Jury Duty star Ronald Gladden talks about life after his fake Freevee court case
James Marsden, Ronald Gladden Photo: JC Olivera

Freevee’s Jury Duty is the rare elaborate prank show that is actually nice, and that’s entirely because central prank victim Ronald Gladden seems like a normal good dude. The premise of the show, as we detailed back when it premiered, is that Gladden think he’s on a documentary about jurors when, in fact, all of his fellow jurors (and the judge, and the lawyers, etc.) are actors playing characters—even the one guy playing himself, famous person James Marsden. Whenever his fellow jurors do something scripted to be wacky, Gladden rejects the opening to be cruel or critical and just accepts them for who they are and embraces the weird situation they’ve all found themselves in. (One could argue that this forces Jury Duty to push its “plot” in weird ways that don’t always involve Gladden, which kind of misses The Point of the show since it’s all ostensibly done for him, but either way that’s not his fault.)

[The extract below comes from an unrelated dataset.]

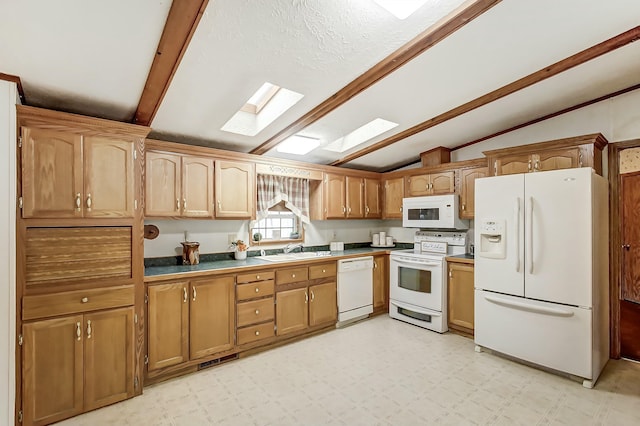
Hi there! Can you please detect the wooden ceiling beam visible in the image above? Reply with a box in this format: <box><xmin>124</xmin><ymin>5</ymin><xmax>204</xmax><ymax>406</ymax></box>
<box><xmin>0</xmin><ymin>72</ymin><xmax>25</xmax><ymax>103</ymax></box>
<box><xmin>133</xmin><ymin>0</ymin><xmax>209</xmax><ymax>126</ymax></box>
<box><xmin>249</xmin><ymin>0</ymin><xmax>502</xmax><ymax>155</ymax></box>
<box><xmin>331</xmin><ymin>26</ymin><xmax>640</xmax><ymax>166</ymax></box>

Social media loves someone it can champion, so obviously a lot of people have come out on the other side of Jury Duty with a lot of appreciation for Gladden and the genial way he reacts to being on the show, especially once he’s informed that it is a show. Variety caught up with him to see how things have been going since Jury Duty premiered, and it sounds like it didn’t really hit until recently, when Twitter and TikTok users started hyping him up—though Gladden doesn’t have Twitter or TikTok, telling Variety that a lot of social media is “detrimental to people’s mental health,” so things haven’t changed that much for him.

But as for the revelation that he spent a few weeks of his life thinking that he was a juror on a real court case and he had made friends with a wacky array of people, Gladden says he never felt “truthfully angry” about it. He says there was “so much to process” at first that he didn’t even have time to get mad, and if the other people on the show hadn’t turned out to be so nice and supportive—one of the best things about the show’s finale is that everyone is very careful not to completely freak Gladden out—then it might’ve been different.

The other main highlight of the show is the friendship between Gladden and James Marsden, who is playing a very self-obsessed and slightly unhinged version of himself. Gladden says that he never met a famous person before doing Jury Duty, so spending all of this time with Marsden—running through bizarre lines in a script, having to cover for him after he breaks a toilet in an embarrassing way—just made him think that all celebrities are secretly very weird. “It was a huge sigh of relief” he says, after finding out that Marsden was just doing it for the show.

Jury Duty ends with Gladden being presented with $100,000 as a prize for just being a generally nice guy who always stood up for his fellow jurors and was never mean to them (which makes us wonder what would’ve happened if he hadn’t been such a nice guy, but that’s apparently a bullet they dodged), and Variety asked what he’s going to do with it. His answer is… kind of sad, but very real: He says a third is going to taxes, and the rest is going to student loans. “It’s really not gonna go that far,” he says, noting that even that much money isn’t a whole lot in Southern California.